W przypadku spraw frankowych zapadło już mnóstwo orzeczeń, i to nie tylko na szczeblu sądów powszechnych, lecz również w Sądzie Najwyższym i Trybunale Sprawiedliwości UE, a mimo to, nadal rodzą się wątpliwości, więc pojawiają się kolejne wyroki wyjaśniające jak z umowami frankowymi należy postępować.
W lutym br. wydana została przez Rzecznika Generalnego TSUE opinia na temat wynagrodzenia banków za korzystanie z udostępnionego kapitału kredytu, więc wszyscy frankowicze czekają teraz na ostateczne jej potwierdzenie przez Trybunał Sprawiedliwości UE, jednak to nie będzie jedyne ciekawe dla frankowiczów rozstrzygnięcie, które w tym roku się pojawi.
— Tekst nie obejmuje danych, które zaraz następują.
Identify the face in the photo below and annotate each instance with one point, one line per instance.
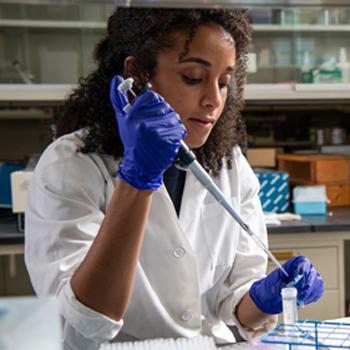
(196, 86)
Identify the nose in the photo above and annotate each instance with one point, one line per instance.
(212, 96)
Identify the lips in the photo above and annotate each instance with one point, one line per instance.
(204, 120)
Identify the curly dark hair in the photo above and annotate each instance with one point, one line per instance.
(144, 33)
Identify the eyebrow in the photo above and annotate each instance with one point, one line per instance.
(202, 62)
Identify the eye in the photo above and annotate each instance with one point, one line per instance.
(191, 81)
(223, 86)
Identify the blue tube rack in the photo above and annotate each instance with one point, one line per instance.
(317, 334)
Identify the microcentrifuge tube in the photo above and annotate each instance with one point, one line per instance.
(289, 304)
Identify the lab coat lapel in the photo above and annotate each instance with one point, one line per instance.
(192, 200)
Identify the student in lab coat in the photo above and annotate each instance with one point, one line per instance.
(132, 247)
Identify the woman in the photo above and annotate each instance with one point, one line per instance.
(130, 257)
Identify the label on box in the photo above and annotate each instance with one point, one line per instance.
(274, 191)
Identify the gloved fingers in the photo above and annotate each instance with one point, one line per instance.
(147, 98)
(163, 122)
(298, 265)
(312, 290)
(162, 132)
(118, 99)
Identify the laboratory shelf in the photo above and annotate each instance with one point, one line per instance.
(47, 24)
(25, 23)
(300, 28)
(262, 93)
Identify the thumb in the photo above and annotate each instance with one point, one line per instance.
(118, 99)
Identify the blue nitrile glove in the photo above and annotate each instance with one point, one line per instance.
(151, 133)
(266, 293)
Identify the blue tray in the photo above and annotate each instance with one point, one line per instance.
(308, 333)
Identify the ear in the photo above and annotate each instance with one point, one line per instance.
(131, 70)
(129, 66)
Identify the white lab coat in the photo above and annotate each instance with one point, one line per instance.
(193, 269)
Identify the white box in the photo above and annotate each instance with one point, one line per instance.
(19, 188)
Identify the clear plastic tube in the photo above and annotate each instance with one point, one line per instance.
(289, 304)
Równy miesiąc później, tzn. 16 marca 2023 r., TSUE wydał kolejny wyrok na temat skutków stwierdzenia nieuczciwego charakteru warunku umownego, natomiast na początku kwietnia br. Sąd Najwyższy oddalił skargę nadzwyczajną Prokuratora Generalnego dotyczącą umowy kredytu denominowanego do franka szwajcarskiego, stanowisko Sądu zaprezentowane w uzasadnieniu tego orzeczenia jest jednak bardzo ciekawe i z całą pewnością będzie w kolejnych sporach frankowych wykorzystywane.
Jak to jednak zwykle bywa, każde z wydanych orzeczeń jest dwojako intepretowane, banki widzą bowiem w nich szanse dla siebie, zaś dla frankowiczów stanowią one potwierdzenie tego co już nie raz zostało powiedziane, jak jest zatem naprawdę?
Kolejne orzeczenie TSUE wydane na skutek pytań złożonych przez polski sąd.
Polskie sądy coraz częściej kierują do Trybunału Sprawiedliwości UE pytania prejudycjalne, a TSUE konsekwentnie na nie odpowiada, podtrzymując dotychczasową linię orzeczniczą, więc nie inaczej było i tym razem.
Sąd Rejonowy dla WarszawyWoli w Warszawie zwrócił się do Trybunału z trzema pytaniami, które kolejno dotyczyły: zasad rozliczenia konsumenta oraz przedsiębiorcy, a więc czy można to zrobić na gruncie przepisów krajowych, z pominięciem przepisów dyrektywy 93/13; badania majątkowej sytuacji kredytobiorcy pod kątem, czy unieważnienie umowy nie narazi konsumenta na szczególnie niekorzystne konsekwencje oraz czy sąd może wypełnić powstałą w umowie lukę po „usunięciu” z niej nieuczciwych postanowień, przepisami prawa krajowego nie dyspozytywnymi.
Odnosząc się do tak zadanych pytań TSUE stwierdził, że do państw członkowskich należy uregulowanie, w drodze ich prawa krajowego, skutków unieważnienia umowy kredytowej, lecz konieczne jest tutaj poszanowanie ochrony przyznanej konsumentowi przez dyrektywę 93/13, w szczególności poprzez zagwarantowanie przywrócenia sytuacji prawnej i faktycznej, w jakiej konsument ten znajdowałby się w braku takiego nieuczciwego warunku.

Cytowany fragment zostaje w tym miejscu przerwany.